Editorial
El desalojo efectuado ayer por elementos de la Policía Federal en el Zócalo capitalino, en donde la Coordinadora Nacional de Trabajadores de la Educación (CNTE) mantuvo durante semanas un plantón en protesta por la reforma educativa, coloca el conflicto magisterial en la ruta de un agravamiento indeseable y exhibe una institucionalidad política inoperante: lejos de continuar en busca de una salida basada en el diálogo y la negociación con los inconformes, las autoridades han optado por el uso de la fuerza pública, con las consecuentes cuotas de violencia, criminalización y barruntos represivos, elementos que se presentaron ayer mismo en las calles del centro de esta capital.

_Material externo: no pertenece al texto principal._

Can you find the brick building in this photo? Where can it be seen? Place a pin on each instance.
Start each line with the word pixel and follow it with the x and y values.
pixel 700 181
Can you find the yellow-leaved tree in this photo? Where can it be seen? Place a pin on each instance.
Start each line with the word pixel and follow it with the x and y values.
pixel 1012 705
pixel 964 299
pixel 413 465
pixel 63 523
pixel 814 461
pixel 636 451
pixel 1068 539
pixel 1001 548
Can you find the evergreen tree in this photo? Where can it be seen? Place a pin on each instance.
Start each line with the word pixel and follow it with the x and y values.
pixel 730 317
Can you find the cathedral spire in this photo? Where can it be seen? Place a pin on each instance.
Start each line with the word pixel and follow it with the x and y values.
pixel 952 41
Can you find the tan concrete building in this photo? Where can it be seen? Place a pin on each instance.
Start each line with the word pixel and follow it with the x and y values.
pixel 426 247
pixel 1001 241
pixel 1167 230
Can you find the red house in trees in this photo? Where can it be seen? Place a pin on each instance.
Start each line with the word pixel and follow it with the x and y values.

La circunstancia resulta todavía más grave si se toma en cuenta que el escenario conflictivo que derivó en el citado desalojo fue provocado y agravado por las propias autoridades: en efecto, la explicación oficial ofrecida ayer sobre el operativo policial –la necesidad de despejar el primer cuadro de la capital para realizar las ceremonias del 15 y 16 de septiembre– omite señalar que la prolongada presencia de los docentes en la Plaza de la Constitución, así como las movilizaciones realizadas por ese gremio en esta capital en semanas recientes, fueron consecuencia de la falta de voluntad política de las autoridades para contemplar los puntos de vista de los maestros inconformes en el proceso de discusión y promulgación de modificaciones legales que trastocan sus derechos gremiales y afectan el carácter gratuito de la educación pública. En esa perspectiva, más que una medida tomada en forma coyuntural, el ingreso de la Policía Federal al Zócalo para desalojar a la CNTE luce como una decisión adoptada con antelación, consistente con la cerrazón y la indolencia oficiales durante el conflicto, y que fue, sin embargo, postergada durante semanas por causas poco claras.

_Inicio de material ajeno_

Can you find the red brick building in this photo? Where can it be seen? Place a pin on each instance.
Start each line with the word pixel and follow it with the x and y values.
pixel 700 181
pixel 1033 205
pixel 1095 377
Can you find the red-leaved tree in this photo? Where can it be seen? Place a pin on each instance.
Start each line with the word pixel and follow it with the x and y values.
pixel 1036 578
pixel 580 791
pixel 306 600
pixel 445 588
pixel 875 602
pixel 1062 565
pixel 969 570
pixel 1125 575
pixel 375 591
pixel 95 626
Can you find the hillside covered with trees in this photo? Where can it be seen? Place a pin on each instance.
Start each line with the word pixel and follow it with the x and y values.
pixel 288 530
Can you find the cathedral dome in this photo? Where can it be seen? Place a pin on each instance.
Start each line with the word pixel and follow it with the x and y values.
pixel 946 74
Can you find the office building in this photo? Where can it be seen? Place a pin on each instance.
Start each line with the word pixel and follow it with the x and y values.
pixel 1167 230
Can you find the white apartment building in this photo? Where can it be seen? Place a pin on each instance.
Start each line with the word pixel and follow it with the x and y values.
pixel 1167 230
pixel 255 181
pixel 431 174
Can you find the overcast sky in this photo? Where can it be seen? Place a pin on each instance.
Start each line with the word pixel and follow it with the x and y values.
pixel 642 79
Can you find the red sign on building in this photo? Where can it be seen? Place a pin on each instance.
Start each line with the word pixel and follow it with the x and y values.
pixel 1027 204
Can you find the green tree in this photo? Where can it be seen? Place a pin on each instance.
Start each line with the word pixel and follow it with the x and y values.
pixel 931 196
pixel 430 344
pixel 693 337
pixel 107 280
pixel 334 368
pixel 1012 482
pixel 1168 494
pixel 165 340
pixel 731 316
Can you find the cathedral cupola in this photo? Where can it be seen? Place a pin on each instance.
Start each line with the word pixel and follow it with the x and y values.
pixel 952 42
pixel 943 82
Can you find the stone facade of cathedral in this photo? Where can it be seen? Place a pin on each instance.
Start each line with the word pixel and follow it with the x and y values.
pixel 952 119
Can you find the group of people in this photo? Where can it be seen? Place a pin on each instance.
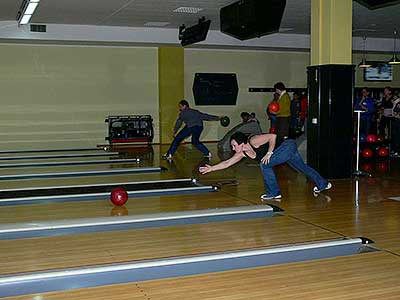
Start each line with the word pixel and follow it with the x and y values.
pixel 268 149
pixel 378 115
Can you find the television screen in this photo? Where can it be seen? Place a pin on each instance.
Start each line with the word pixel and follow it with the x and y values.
pixel 378 72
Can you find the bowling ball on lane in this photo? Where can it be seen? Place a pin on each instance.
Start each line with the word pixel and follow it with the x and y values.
pixel 118 196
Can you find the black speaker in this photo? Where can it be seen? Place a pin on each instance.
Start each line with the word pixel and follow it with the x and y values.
pixel 375 4
pixel 248 19
pixel 330 119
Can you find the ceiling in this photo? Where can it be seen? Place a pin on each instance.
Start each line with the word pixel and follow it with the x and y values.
pixel 378 23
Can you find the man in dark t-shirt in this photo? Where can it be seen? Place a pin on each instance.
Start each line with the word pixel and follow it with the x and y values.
pixel 193 120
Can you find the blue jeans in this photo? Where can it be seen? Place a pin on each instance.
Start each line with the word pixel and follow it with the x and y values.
pixel 195 131
pixel 287 152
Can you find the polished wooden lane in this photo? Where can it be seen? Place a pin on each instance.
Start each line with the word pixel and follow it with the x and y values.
pixel 104 208
pixel 339 212
pixel 37 254
pixel 366 276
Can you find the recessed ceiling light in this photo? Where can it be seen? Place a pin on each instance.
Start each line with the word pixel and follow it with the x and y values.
pixel 156 24
pixel 285 29
pixel 188 10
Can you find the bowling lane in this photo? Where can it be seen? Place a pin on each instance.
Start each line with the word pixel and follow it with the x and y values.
pixel 115 178
pixel 104 208
pixel 36 254
pixel 60 169
pixel 367 276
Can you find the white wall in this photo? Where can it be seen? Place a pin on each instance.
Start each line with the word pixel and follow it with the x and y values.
pixel 58 96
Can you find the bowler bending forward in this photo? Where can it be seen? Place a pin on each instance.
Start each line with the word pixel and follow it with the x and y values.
pixel 270 150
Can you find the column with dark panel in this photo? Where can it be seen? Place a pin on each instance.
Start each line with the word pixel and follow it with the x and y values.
pixel 330 87
pixel 330 119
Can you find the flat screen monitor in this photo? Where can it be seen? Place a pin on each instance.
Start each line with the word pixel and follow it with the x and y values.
pixel 379 71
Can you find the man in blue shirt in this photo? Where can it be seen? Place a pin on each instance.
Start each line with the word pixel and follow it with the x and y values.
pixel 366 104
pixel 193 120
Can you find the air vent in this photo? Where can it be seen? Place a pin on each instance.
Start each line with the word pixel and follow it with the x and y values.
pixel 38 28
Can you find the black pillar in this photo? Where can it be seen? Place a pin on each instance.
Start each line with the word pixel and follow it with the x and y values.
pixel 330 119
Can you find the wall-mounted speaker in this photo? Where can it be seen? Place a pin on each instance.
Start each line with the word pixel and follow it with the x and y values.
pixel 247 19
pixel 375 4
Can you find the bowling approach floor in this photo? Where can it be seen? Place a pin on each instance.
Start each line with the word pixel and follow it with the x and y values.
pixel 351 209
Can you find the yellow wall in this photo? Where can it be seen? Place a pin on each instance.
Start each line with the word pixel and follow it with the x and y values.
pixel 59 96
pixel 171 88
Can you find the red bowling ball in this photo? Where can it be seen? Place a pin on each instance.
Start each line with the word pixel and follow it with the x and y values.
pixel 119 196
pixel 371 138
pixel 273 107
pixel 383 152
pixel 367 153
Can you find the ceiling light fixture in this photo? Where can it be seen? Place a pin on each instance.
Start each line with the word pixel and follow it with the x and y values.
pixel 364 63
pixel 188 10
pixel 26 11
pixel 394 60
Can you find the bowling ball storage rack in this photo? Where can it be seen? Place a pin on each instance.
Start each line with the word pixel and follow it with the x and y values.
pixel 130 129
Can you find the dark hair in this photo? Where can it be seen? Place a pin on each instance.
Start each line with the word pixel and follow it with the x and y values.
pixel 279 86
pixel 239 137
pixel 184 102
pixel 389 89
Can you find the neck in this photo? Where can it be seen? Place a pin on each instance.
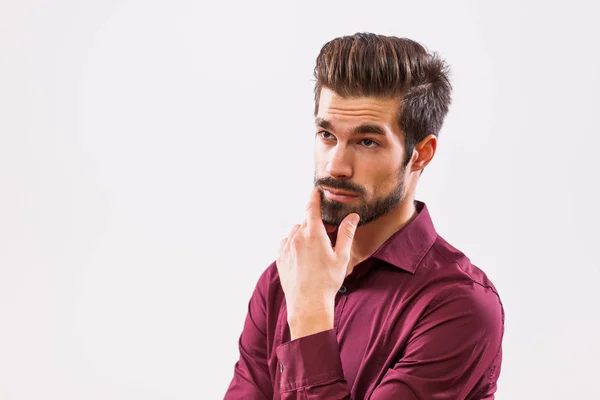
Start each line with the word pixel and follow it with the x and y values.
pixel 371 236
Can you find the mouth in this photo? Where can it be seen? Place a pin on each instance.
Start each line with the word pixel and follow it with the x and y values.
pixel 336 195
pixel 339 192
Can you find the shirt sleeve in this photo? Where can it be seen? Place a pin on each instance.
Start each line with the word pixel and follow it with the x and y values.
pixel 454 348
pixel 251 378
pixel 454 352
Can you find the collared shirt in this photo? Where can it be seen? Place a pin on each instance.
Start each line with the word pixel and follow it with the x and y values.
pixel 416 320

Desde una perspectiva más general, la irrupción de la fuerza pública en el Zócalo capitalino constituye una señal particularmente desoladora en un escenario como el actual, plagado de múltiples inconformidades y factores de descontento, como las “reformas estructurales” impulsadas por el actual gobierno –no sólo la educativa, sino también la energética y la hacendaria–; la consumación de injusticias como la cometida contra el indígena tzotzil Alberto Patishtán, y en general, la continuidad de un modelo económico insostenible desde el punto de vista social. El que el gobierno decida recurrir, en esa circunstancia, al uso de la fuerza pública para disolver una de las manifestaciones de descontento es un claro mensaje de advertencia para el conjunto de ciudadanos inconformes, y refuerza los temores de que el país asiste a una restauración del pasado autoritario.
“México es un país en paz y armonía social”, señaló ayer el presidente Enrique Peña Nieto, y dicha frase, contrastada con la imagen de la mayor plaza pública del país ocupada por efectivos federales y tanquetas antimotines, constituye un botón de muestra del divorcio creciente entre el discurso oficial y la realidad. Los hechos de ayer reflejan un país conducido hacia escenarios de peligrosa explosividad social y una institucionalidad incapaz de resolver conflictos más que mediante el empleo de la fuerza.